The echinoderm microtubule-associated protein-like 4 (EML4)-anaplastic lymphoma kinase (ALK) fusion gene occurs in approximately 5% of non-small-cell lung cancers (NSCLCs). The development of ALK tyrosine kinase inhibitors (ALK-TKIs) is a major advance in treating NSCLC with the ALK fusion gene. Nevertheless, acquired resistance to ALK-TKIs ultimately limits their use. A prevalent mechanism of drug resistance in kinases occurs through the mutation of G1202R in ALK. However, the mechanisms underlying G1202R resistance to ceritinib are not fully understood. Here, we demonstrated that the expression of EML4-ALK G1202R mutation in A549 cells induced an epithelial-mesenchymal transition (EMT) phenotype and significantly increased the migration and invasion abilities. These phenomena may be due to the upregulation of signal transducer and activator of transcription 3 (STAT3), accompanied by the elevated expression of Slug in EML4-ALK G1202R mutant cells. Furthermore, the combination of ALK and STAT3 inhibitors restored the sensitivity of EML4-ALK G1202R mutant cells to ceritinib. In conclusion, these data indicate that the EML4-ALK G1202R mutation mediates the EMT phenotype by activating the STAT3/Slug signaling pathway, resulting in resistance to ceritinib, and that the combination of STAT3 and ALK inhibitors may overcome ALK mutation-driven drug resistance in the clinic.
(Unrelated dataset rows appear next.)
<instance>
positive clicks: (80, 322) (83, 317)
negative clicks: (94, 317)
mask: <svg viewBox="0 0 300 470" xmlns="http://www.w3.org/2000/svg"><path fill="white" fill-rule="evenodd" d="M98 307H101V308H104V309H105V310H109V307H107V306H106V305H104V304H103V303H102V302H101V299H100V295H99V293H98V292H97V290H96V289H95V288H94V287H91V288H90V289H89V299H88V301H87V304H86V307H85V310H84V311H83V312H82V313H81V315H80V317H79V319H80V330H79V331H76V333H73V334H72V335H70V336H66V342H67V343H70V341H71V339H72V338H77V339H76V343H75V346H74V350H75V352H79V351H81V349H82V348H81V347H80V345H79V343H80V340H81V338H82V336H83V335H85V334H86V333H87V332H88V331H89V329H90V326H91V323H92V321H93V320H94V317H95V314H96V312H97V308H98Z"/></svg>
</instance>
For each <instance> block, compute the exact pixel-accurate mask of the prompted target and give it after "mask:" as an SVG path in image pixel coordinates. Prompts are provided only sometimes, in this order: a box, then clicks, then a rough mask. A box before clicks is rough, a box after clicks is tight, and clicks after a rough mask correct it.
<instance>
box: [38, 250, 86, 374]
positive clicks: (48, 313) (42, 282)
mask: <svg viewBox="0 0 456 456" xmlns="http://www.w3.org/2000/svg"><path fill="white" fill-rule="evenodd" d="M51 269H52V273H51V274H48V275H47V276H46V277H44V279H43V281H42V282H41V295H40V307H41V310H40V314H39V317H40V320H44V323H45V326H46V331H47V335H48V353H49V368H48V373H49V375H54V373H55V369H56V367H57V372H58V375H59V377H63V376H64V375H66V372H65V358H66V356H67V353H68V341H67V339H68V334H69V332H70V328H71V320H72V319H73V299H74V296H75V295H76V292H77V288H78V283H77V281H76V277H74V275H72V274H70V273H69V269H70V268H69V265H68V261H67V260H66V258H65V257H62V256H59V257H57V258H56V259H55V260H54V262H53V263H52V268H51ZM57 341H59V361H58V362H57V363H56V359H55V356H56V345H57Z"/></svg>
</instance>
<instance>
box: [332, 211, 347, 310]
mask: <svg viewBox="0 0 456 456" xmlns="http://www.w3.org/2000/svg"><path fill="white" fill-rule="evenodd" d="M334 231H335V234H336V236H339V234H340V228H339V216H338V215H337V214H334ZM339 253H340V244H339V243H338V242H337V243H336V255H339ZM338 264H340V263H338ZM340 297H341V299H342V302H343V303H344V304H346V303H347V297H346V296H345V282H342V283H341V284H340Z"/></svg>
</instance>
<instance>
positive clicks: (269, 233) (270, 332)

棘皮动物微管相关蛋白样 4 (EML4)-间变性淋巴瘤激酶 (ALK) 融合基因发生在大约 5% 的非小细胞肺癌 (NSCLC) 中。ALK 酪氨酸激酶抑制剂 (ALK-TKI) 的开发是使用 ALK 融合基因治疗 NSCLC 的重大进展。然而，对 ALK-TKI 的获得性耐药最终限制了它们的使用。激酶中耐药性的普遍机制是通过 ALK 中 G1202R 的突变发生的。然而，G1202R 对色瑞替尼耐药的机制尚不完全清楚。在这里，我们证明了 EML4-ALK G1202R 突变在 A549 细胞中的表达诱导了上皮间质转化 (EMT) 表型并显着增加了迁移和侵袭能力。这些现象可能是由于信号转导和转录激活因子 3 (STAT3) 的上调，伴随着 EML4-ALK G1202R 突变细胞中 Slug 的表达升高。此外，ALK 和 STAT3 抑制剂的组合恢复了 EML4-ALK G1202R 突变细胞对色瑞替尼的敏感性。总之，这些数据表明 EML4-ALK G1202R 突变通过激活 STAT3/Slug 信号通路介导 EMT 表型，导致对色瑞替尼产生耐药性，并且 STAT3 和 ALK 抑制剂的组合可以克服 ALK 突变驱动的耐药性。诊所。